22 tn The Hebrew text says literally “the top of the hill,” but judging from the location and the terrain it probably means the heights of the hill country.

23 tn The verb is simply “said,” but it means the place that the Lord said to go up to in order to fight.

24 sn Their sin was unbelief. They could have gone and conquered the area if they had trusted the Lord for their victory. They did not, and so they were condemned to perish in the wilderness. Now, thinking that by going they can undo all that, they plan to go. But this is also disobedience, for the Lord said they would not now take the land, and yet they think they can. Here is their second sin, presumption.

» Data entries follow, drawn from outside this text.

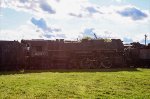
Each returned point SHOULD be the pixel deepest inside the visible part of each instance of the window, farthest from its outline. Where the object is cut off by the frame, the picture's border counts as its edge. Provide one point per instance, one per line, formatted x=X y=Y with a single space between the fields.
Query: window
x=39 y=48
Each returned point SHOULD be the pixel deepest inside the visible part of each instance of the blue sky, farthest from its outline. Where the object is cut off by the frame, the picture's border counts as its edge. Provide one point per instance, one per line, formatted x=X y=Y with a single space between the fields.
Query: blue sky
x=128 y=20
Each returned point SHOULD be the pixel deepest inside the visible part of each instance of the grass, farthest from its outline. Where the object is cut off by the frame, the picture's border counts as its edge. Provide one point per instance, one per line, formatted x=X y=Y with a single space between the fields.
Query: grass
x=60 y=84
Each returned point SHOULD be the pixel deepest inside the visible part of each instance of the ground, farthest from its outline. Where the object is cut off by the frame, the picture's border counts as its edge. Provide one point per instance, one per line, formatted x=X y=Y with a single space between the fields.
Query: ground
x=105 y=83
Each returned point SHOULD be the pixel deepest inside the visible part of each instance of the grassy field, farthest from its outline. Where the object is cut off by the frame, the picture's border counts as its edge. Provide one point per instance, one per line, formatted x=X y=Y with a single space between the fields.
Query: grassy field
x=60 y=84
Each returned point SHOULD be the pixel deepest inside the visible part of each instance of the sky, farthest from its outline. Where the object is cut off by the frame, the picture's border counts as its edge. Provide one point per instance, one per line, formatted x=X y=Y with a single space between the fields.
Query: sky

25 tn The line literally has, “Why is this [that] you are transgressing….” The demonstrative pronoun is enclitic; it brings the force of “why in the world are you doing this now?”

26 tn Heb “mouth.”

27 tn This verb could also be subordinated to the preceding: “that you be not smitten.”

28 tn N. H. Snaith compares Arabic ’afala (“to swell”) and gafala (“reckless, headstrong”; Leviticus and Numbers [NCB], 248). The wordעֹפֶל (’ofel) means a “rounded hill” or a “tumor.” The idea behind the verb may be that of “swelling,” and so “act presumptuously.”

29 tn The disjunctive vav (ו) here introduces a circumstantial clause; the most appropriate one here would be the concessive “although.”

30 tn Heb “came down.”

31 tn The verb used here means “crush by beating,” or “pounded” them. The Greek text used “cut them in pieces.”

32 tn The name “Hormah” means “destruction”; it is from the word that means “ban, devote” for either destruction or temple use.